In my opinion there isn't much point to using a wiki if your plan isn't to include the community in authorship. There is other, better technology for non-collaborative purposes (blogs, static websites, cms, e-commerce tools etc.) Because content in wikis don't have inherent linear structure, it may be frustrating to the people who are creating the content when they try to organize the content in a traditional way.

Where a wiki's strength lies is in building community and collaboration (they work great as public knowledge base centers, a place to work on group projects, etc). They are also extremely useful for facilitating non-traditional navigation structures or to house content that will primarily be searched for rather than drilled-down to.

So my answer to your question is that a wiki is probably not what you're looking for.
posted by Kimberly at 1:09 PM on September 28, 2009


(Or what downing street memo said, much more succinctly. That.)
posted by Kimberly at 1:10 PM on September 28, 2009


In response to the several great responses re. not locking it down for public editing:

I think the owner could be convinced to allow public editing if she can be give examples of how it would help build community and "ownership" by her customers. So, assuming that public editing would be allowed........

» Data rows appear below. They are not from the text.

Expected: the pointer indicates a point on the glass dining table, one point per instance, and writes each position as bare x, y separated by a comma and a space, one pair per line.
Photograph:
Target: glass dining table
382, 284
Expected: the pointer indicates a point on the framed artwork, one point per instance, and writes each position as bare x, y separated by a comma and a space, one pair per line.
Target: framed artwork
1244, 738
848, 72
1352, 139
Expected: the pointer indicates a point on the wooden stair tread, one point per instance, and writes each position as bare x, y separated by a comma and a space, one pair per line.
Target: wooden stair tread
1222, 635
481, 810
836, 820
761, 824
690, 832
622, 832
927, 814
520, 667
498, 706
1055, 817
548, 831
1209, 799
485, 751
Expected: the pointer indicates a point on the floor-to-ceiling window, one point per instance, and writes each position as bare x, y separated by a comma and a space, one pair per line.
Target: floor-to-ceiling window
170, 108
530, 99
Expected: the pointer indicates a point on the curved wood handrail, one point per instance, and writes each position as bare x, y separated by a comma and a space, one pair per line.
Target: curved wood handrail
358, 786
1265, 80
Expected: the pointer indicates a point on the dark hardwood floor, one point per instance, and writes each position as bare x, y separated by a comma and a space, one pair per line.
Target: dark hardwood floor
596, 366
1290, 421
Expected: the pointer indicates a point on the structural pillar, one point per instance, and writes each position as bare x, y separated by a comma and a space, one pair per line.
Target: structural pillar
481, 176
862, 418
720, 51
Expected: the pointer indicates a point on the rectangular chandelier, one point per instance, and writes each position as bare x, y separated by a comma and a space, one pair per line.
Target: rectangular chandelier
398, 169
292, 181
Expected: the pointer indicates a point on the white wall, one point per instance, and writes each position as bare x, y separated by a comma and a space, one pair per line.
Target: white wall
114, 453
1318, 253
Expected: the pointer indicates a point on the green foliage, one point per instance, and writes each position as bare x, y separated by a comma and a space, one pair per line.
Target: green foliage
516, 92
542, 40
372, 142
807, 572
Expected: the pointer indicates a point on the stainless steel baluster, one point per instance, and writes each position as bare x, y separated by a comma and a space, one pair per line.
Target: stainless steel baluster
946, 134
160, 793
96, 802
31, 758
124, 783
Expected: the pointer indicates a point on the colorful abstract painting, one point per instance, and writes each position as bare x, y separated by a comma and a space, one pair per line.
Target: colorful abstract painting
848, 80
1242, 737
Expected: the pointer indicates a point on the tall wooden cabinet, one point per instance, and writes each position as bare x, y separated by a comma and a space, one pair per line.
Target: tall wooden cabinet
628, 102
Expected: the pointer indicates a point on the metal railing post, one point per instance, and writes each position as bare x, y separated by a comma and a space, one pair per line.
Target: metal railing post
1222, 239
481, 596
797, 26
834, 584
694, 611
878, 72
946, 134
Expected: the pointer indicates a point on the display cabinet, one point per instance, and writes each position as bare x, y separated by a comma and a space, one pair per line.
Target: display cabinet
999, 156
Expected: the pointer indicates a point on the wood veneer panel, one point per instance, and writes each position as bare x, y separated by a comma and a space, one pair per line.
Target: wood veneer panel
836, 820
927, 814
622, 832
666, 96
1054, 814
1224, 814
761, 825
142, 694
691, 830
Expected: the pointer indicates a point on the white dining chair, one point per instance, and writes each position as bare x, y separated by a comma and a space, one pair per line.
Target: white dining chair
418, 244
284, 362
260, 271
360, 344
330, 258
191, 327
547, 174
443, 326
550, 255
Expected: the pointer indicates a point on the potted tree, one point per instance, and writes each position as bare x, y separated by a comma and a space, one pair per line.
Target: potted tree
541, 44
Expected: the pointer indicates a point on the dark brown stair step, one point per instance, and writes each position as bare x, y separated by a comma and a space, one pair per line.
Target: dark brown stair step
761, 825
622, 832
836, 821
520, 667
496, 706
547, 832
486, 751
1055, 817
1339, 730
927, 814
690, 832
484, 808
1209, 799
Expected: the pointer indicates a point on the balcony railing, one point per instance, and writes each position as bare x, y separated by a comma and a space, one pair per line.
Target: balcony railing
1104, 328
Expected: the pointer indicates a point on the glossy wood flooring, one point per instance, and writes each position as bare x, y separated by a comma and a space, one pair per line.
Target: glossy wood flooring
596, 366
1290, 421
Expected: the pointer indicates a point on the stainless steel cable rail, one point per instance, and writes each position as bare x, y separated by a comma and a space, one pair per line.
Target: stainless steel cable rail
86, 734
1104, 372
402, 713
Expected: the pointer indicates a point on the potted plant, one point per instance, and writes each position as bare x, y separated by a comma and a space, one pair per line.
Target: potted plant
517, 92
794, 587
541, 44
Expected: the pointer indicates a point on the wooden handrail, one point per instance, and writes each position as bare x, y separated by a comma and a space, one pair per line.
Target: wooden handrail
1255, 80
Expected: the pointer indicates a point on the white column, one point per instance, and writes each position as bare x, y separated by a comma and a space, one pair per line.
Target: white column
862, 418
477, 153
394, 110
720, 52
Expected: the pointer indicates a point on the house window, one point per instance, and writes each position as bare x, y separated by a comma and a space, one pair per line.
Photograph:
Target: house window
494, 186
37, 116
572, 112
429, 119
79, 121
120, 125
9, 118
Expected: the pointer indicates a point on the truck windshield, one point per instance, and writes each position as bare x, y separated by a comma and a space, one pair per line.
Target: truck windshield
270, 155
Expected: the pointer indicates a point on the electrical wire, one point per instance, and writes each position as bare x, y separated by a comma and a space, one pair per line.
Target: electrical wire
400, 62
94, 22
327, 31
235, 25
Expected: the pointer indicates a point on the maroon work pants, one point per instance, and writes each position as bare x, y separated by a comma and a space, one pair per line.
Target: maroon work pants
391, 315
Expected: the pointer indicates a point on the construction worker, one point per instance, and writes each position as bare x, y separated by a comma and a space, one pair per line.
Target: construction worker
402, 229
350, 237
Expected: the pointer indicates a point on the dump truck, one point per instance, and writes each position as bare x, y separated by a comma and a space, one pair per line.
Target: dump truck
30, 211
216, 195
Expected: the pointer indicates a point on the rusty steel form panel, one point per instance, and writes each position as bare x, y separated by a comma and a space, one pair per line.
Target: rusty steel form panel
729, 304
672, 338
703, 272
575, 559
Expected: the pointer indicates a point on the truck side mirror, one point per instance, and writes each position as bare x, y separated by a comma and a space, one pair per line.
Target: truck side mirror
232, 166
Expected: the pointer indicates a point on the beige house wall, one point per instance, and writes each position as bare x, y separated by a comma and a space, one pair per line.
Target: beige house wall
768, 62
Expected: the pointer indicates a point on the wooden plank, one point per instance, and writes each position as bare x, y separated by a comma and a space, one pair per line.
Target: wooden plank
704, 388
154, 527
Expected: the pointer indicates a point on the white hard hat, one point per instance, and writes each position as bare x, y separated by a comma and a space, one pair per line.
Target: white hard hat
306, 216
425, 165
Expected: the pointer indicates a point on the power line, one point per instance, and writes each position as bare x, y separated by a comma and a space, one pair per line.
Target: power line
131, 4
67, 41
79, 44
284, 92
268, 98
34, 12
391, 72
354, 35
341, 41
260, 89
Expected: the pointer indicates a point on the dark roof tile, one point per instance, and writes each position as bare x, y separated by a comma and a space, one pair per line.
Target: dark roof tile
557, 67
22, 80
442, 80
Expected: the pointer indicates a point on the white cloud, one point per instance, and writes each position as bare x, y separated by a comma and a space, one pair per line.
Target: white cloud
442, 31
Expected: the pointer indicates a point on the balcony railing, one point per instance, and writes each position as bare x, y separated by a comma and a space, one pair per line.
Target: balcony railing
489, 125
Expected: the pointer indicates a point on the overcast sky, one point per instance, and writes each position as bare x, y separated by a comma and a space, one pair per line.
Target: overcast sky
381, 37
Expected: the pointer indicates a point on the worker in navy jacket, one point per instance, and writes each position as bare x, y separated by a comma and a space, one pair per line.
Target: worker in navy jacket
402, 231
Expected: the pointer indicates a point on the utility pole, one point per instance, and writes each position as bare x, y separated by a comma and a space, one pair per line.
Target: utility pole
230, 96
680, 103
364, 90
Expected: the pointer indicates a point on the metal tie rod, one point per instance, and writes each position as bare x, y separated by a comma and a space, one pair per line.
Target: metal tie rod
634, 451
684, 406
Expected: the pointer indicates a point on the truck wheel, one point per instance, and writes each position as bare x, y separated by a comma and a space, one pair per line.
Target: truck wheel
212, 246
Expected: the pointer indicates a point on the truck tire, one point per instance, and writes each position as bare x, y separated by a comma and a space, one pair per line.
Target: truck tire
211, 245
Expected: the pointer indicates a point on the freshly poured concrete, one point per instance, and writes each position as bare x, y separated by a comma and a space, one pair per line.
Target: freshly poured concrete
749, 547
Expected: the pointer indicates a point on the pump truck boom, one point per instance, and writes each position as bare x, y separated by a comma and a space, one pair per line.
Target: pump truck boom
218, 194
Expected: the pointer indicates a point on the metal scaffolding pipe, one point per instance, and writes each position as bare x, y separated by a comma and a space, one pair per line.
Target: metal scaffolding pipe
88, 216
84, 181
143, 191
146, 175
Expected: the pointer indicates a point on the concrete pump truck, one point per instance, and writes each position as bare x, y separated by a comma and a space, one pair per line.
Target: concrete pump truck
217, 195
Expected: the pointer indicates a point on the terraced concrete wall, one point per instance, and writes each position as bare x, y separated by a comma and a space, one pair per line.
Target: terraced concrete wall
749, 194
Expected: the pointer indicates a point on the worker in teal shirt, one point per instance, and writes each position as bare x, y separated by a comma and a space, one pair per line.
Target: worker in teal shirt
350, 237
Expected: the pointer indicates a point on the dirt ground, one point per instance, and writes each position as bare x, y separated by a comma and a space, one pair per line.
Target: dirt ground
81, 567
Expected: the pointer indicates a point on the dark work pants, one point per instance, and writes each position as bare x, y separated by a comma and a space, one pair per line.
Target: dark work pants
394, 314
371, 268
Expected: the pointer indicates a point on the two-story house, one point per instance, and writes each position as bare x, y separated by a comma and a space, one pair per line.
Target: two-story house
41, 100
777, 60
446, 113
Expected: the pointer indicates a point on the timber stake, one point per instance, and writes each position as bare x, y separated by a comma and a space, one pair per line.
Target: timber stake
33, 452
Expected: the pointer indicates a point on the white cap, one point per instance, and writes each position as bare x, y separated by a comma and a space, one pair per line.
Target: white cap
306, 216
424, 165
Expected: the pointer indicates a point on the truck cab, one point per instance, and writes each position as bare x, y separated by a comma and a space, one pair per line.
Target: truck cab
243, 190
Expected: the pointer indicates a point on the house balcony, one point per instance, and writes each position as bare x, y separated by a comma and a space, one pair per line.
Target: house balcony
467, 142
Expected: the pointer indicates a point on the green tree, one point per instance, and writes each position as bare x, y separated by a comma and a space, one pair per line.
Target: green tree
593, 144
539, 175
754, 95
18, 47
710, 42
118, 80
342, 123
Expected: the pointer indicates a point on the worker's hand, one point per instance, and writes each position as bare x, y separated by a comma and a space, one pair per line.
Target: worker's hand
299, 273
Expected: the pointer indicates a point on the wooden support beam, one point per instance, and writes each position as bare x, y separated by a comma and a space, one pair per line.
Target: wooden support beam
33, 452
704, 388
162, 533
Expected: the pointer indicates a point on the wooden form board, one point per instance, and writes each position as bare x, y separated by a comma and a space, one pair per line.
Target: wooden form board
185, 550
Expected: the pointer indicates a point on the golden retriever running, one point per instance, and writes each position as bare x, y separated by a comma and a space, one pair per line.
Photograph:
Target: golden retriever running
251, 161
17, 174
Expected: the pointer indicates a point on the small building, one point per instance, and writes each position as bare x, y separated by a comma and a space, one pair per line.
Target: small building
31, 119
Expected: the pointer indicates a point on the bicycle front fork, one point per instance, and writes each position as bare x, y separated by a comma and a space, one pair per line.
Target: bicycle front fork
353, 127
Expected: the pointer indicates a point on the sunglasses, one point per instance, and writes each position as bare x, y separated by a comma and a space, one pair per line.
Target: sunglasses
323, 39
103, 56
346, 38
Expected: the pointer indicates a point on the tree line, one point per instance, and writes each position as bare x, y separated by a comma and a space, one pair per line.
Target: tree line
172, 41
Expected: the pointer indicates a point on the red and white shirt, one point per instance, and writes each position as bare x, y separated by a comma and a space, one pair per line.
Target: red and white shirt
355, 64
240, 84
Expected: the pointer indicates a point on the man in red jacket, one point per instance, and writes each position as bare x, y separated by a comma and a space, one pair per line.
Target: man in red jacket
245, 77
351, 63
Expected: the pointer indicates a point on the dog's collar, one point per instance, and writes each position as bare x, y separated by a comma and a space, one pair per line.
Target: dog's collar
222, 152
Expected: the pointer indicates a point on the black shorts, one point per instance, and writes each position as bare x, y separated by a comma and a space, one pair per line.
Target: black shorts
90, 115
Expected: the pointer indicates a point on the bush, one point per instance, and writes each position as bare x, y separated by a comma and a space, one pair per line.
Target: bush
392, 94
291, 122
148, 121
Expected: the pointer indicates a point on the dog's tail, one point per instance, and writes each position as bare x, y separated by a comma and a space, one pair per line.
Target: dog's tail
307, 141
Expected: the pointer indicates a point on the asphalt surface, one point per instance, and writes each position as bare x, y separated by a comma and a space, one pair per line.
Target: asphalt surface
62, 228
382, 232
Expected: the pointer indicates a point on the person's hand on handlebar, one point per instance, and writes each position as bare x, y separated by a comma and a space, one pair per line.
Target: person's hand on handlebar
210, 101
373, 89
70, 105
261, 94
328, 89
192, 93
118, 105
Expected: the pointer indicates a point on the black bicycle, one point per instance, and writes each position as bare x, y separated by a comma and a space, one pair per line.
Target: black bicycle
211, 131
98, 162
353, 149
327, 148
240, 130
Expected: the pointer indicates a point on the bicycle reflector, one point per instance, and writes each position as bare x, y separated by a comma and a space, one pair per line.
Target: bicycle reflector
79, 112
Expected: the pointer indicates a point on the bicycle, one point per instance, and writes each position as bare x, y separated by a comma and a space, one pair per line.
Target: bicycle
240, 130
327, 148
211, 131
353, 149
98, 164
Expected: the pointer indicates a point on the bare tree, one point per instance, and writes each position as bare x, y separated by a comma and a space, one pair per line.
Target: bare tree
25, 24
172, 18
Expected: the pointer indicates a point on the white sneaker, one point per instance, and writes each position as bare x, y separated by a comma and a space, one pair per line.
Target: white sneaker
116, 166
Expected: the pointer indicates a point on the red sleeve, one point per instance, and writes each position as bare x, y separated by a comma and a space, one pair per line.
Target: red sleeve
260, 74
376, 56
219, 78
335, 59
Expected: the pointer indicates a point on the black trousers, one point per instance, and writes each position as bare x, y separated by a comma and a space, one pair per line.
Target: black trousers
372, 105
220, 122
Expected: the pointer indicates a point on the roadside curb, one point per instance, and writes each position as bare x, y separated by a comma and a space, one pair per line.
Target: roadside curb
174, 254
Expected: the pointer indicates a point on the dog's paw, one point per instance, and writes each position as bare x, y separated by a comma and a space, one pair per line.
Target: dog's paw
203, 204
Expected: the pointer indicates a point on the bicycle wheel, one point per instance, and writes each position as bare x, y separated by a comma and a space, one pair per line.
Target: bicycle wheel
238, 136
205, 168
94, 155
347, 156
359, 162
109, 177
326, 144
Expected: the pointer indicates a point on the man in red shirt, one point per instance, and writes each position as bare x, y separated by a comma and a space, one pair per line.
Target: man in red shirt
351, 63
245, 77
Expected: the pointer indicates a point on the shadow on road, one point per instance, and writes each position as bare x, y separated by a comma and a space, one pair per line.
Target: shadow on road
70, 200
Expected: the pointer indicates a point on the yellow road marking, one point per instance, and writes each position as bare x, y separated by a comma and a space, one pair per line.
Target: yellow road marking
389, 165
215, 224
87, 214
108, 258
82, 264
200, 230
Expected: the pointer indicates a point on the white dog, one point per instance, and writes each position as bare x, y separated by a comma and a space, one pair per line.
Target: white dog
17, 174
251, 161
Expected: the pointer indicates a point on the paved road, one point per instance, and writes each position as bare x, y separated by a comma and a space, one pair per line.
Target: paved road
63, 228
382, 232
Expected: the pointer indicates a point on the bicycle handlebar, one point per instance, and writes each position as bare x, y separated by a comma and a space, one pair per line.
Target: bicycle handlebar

[insert creative wiki in retail use cases/ideas here]
posted by webhund at 1:18 PM on September 28, 2009


What does the shop owner want to accomplish? As presented so far, this sounds like a solution in search of a problem.
posted by TruncatedTiller at 1:23 PM on September 28, 2009


The wiki works when you have a group of people who need to collaboratively edit non-hierarchical, non-structured documents. Products are usually in hierarchies (categories) and have structure (prices, different weights/colors/whatever other attributes you might want). If they already have product pages and a blog, the only things the wiki will offer them is a method to edit the product pages through the web and wiki syntax instead of HTML; not much benefit.

Also, no more recipe wikis, please.
posted by beerbajay at 1:46 PM on September 28, 2009


So, assuming that public editing would be allowed........

There's very little use-case for this. The most obvious thing is recipes, but recipes are a clusterfuck on wikis. You could possibly use the wiki discussion pages in place of a question/answer forum, if you have ingredients which are highly technical, but this is pretty marginal and perhaps better served by a real forum.